Classified People : Dans tes yeux s’effacent les frontières

Classified People, le premier film de Yolande Zauberman, tourné clandestinement en Afrique du Sud, sorti en 1987 (prix du public à Belfort) est ressorti sur nos écrans le 20 septembre 2023. Retour sur une œuvre matricielle, au propos toujours très actuel, illustrant la résistance de l’intime aux rouages d’un régime.

En 1948, Robert qui était persuadé d’être blanc, se voit inscrit dans la catégorie des métis du fait d’une loi de classification raciale en Afrique du Sud. Du jour au lendemain, son existence est radicalement modifiée : fin des privilèges, fin des liens familiaux avec une famille restée blanche en vertu des dogmes absurdes d’un régime sous l’emprise d’un racisme systémique. Abandonné tel Job, il va renaître par sa rencontre avec Doris, une femme noire. Leur relation est en soi un défi aux lois de l’Apartheid qui se voudrait une machine à broyer l’intime. Yolande Zauberman, dont le métrage M a obtenu le César du meilleur film documentaire en 2020, a pour habitude d’étudier les processus de stigmatisation afin d’explorer les ressorts d’une société et de rendre visibles les frontières qui nous cimentent, parfois malgré nous, comme dans l’étonnant Would You have sex with an arab ? (2011) où, là aussi, les témoignages permettent une introspection propice à l’éveil et soulignent la nécessité de l’acte d’aimer pour y parvenir.

Robert est un concentré d’humanité dans toute son aimable ambivalence et sa tragique résilience. Si son parcours (déchéance par l’oppression, renaissance par l’amour) évoque celui de moult personnages de fiction, il nous est montré dans toute sa profondeur d’être meurtri et cicatrisant. Le montage nous le dévoile tour à tour volubile quand il dialogue avec la réalisatrice, et donc les spectateurs, ou taiseux quand il partage le repas dominical avec ses fils qui demeurent dans l’incompréhension, enfermés dans leur cécité de dominants. Comme si la possibilité de se raconter, cet interstice qui s’ouvre entre les grillages de l’Apartheid, était un élixir de jouvence, une ultime et inespérée dernière chance de dénoncer un système absurde qui essentialise jusqu’à l’intime et rend impossible les bifurcations existentielles (on pense fortement au Meilleur des mondes d’Aldous Huxley). Son sourire, sa joie de banni parviennent à nous toucher et à nous faire ressentir la nécessité d’une communion universelle, le besoin de franchir ces frontières, dont le cinéma est un des moyens les plus efficients.

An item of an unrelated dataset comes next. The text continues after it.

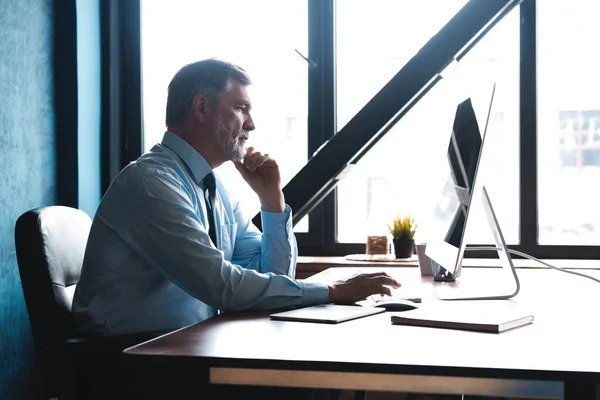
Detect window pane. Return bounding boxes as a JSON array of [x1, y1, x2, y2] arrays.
[[336, 0, 468, 130], [537, 1, 600, 245], [335, 7, 520, 246], [141, 0, 309, 232]]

Les fils sont, sans aucun manichéisme et presque malgré eux, les incarnations de la folie castratrice d’un Etat. Ils en sont imprégnés et ne sont pas à même de comprendre la violence symbolique émotionnelle que constitue leur venue, alors que leur « territoire » est interdit à leur paternel. C’est l’une des horreurs découlant de ce racisme institutionnalisé que d’infliger l’humiliation à perpétuité et d’obscurcir les cœurs de ces « blancs » si sûrs de leur évidente suprématie. Néanmoins, jamais le regard de Yolande Zauberman n’apparaît explicitement accusateur ou condescendant : fidèle à son principe qui est de ne jamais enfermer les protagonistes dans un statut de bourreau ou de victime, elle nous présente des individus dans toute leur complexité et qui avancent en dépit des obstacles.

Lorsque le racisme entre en scène, c’est incarné par un Afrikaner en état d’ébriété, allégorie d’une société malade vomissant ses meurtrissures dans une gerbe de haine viscérale. On assiste médusés à une parodie de stand-up dont la logorrhée haineuse suscite le dégoût, surtout quand on la montre en parallèle de la sagesse résignée d’une Doris, dont la dignité est en elle-même la manifestation la plus éclatante de l’absurdité des dogmes qu’elle subit. Sur le plan formel, le statisme de la caméra filmant le raciste décomplexé illustre l’aspect statufié d’une pensée dogmatique en opposition aux travellings parcourant les quartiers miséreux des damnés de l’Apartheid et ceux nous mettant aux côtés de l’homme désabusé qui parcoure sa contrée comme dans le petit train explorant un parc forain aux attractions morbides. On peut aussi comparer l’obscurantisme du chantre de la discrimination et la noirceur de ses propos bileux mis en scène dans une ambiance nocturne avec la lumière enveloppant le couple de proscrits et émanant de leur immaculée tendresse.

On ne saurait donc trop recommander le visionnage du premier film d’une réalisatrice au parcours atypique et ô combien salvateur pour nous aider à voir l’autre dans toute sa complexité que voudraient atrophier certains dogmes essentialisants, que ce soit sur grand écran ou en vod.